Laboratory of Brain Imaging, Nencki Institute of Experimental Biology, Polish Academy of Sciences, 3 Pasteur Street, 02-093, Warsaw, Poland.
Department of Psychology, Columbia University, New York, NY, USA.
Behav Res Methods. 2022 Oct;54(5):2146-2161. doi: 10.3758/s13428-021-01697-0. Epub 2021 Dec 10.
Emotion lexicons are useful in research across various disciplines, but the availability of such resources remains limited for most languages. While existing emotion lexicons typically comprise words, it is a particular meaning of a word (rather than the word itself) that conveys emotion. To mitigate this issue, we present the Emotion Meanings dataset, a novel dataset of 6000 Polish word meanings. The word meanings are derived from the Polish wordnet (plWordNet), a large semantic network interlinking words by means of lexical and conceptual relations. The word meanings were manually rated for valence and arousal, along with a variety of basic emotion categories (anger, disgust, fear, sadness, anticipation, happiness, surprise, and trust). The annotations were found to be highly reliable, as demonstrated by the similarity between data collected in two independent samples: unsupervised (n = 21,317) and supervised (n = 561). Although we found the annotations to be relatively stable for female, male, younger, and older participants, we share both summary data and individual data to enable emotion research on different demographically specific subgroups. The word meanings are further accompanied by the relevant metadata, derived from open-source linguistic resources. Direct mapping to Princeton WordNet makes the dataset suitable for research on multiple languages. Altogether, this dataset provides a versatile resource that can be employed for emotion research in psychology, cognitive science, psycholinguistics, computational linguistics, and natural language processing.

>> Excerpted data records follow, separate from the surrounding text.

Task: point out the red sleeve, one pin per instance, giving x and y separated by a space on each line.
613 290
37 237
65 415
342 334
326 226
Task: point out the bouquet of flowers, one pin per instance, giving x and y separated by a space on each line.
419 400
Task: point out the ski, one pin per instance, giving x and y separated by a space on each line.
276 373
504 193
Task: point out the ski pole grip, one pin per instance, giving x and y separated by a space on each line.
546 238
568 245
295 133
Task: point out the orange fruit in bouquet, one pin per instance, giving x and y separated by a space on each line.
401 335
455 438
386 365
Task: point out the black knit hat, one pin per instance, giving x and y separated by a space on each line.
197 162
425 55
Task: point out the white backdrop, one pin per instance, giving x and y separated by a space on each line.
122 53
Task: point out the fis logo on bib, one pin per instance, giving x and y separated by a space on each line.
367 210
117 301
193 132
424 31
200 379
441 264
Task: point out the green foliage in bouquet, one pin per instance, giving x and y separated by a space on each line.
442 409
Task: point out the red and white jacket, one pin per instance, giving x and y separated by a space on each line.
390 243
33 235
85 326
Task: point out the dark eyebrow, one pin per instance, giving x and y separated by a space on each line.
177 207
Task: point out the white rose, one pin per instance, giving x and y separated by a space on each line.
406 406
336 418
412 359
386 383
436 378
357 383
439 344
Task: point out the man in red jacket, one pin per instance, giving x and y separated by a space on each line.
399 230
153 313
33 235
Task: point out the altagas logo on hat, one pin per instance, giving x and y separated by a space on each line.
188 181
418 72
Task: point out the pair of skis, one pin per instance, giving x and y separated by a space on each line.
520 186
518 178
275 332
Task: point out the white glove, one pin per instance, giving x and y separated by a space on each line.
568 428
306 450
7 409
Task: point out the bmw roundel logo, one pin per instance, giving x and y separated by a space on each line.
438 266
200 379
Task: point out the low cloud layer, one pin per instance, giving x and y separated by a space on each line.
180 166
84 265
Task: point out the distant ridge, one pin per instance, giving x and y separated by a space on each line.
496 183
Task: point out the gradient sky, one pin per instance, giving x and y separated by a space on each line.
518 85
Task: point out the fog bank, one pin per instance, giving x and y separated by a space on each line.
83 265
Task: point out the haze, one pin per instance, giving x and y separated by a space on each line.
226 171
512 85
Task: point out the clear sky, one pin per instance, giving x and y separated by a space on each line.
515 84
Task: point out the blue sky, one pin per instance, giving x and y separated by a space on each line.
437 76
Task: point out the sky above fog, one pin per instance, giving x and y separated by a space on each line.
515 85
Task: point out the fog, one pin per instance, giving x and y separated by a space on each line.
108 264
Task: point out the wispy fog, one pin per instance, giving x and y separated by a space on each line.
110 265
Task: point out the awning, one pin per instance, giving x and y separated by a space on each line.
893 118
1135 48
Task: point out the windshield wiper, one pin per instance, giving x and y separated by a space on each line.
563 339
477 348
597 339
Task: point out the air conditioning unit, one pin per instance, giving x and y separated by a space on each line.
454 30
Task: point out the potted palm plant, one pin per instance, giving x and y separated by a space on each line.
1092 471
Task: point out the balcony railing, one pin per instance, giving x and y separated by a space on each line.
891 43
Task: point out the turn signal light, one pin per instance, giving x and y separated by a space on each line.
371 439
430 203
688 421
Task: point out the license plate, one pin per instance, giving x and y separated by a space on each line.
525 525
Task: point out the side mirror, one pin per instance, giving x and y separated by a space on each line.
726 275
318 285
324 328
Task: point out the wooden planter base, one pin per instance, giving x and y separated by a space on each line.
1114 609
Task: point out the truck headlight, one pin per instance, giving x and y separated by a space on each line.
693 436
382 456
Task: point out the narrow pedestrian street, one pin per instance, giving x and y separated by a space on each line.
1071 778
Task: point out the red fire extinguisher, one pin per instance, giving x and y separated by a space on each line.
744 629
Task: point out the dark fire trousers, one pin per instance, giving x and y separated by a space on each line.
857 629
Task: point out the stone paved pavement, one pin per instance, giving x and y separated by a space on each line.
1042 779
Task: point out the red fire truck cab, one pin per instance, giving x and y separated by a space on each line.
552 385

情绪词汇在跨学科研究中非常有用,但大多数语言的此类资源仍然有限。虽然现有的情绪词汇通常由单词组成,但传达情绪的是单词的特定含义(而不是单词本身)。为了解决这个问题,我们提出了“Emotion Meanings 数据集”,这是一个包含 6000 个波兰词义的新型数据集。这些词义是从波兰词网(plWordNet)中提取的,这是一个通过词汇和概念关系将单词相互关联的大型语义网络。词义经过了情感评价,包括效价和唤醒度,以及各种基本情绪类别(愤怒、厌恶、恐惧、悲伤、期待、幸福、惊讶和信任)。标注结果高度可靠,两个独立样本(无监督样本,n=21317;有监督样本,n=561)的一致性就证明了这一点。虽然我们发现女性、男性、年轻组和老年组的标注结果相对稳定,但我们还是共享了汇总数据和个人数据,以便在不同的人口统计学特定子组中开展情绪研究。每个词义还附有从开源语言资源中提取的相关元数据。与 Princeton WordNet 的直接映射使该数据集适用于多种语言的研究。总的来说,该数据集提供了一个功能多样的资源,可用于心理学、认知科学、心理语言学、计算语言学和自然语言处理等领域的情绪研究。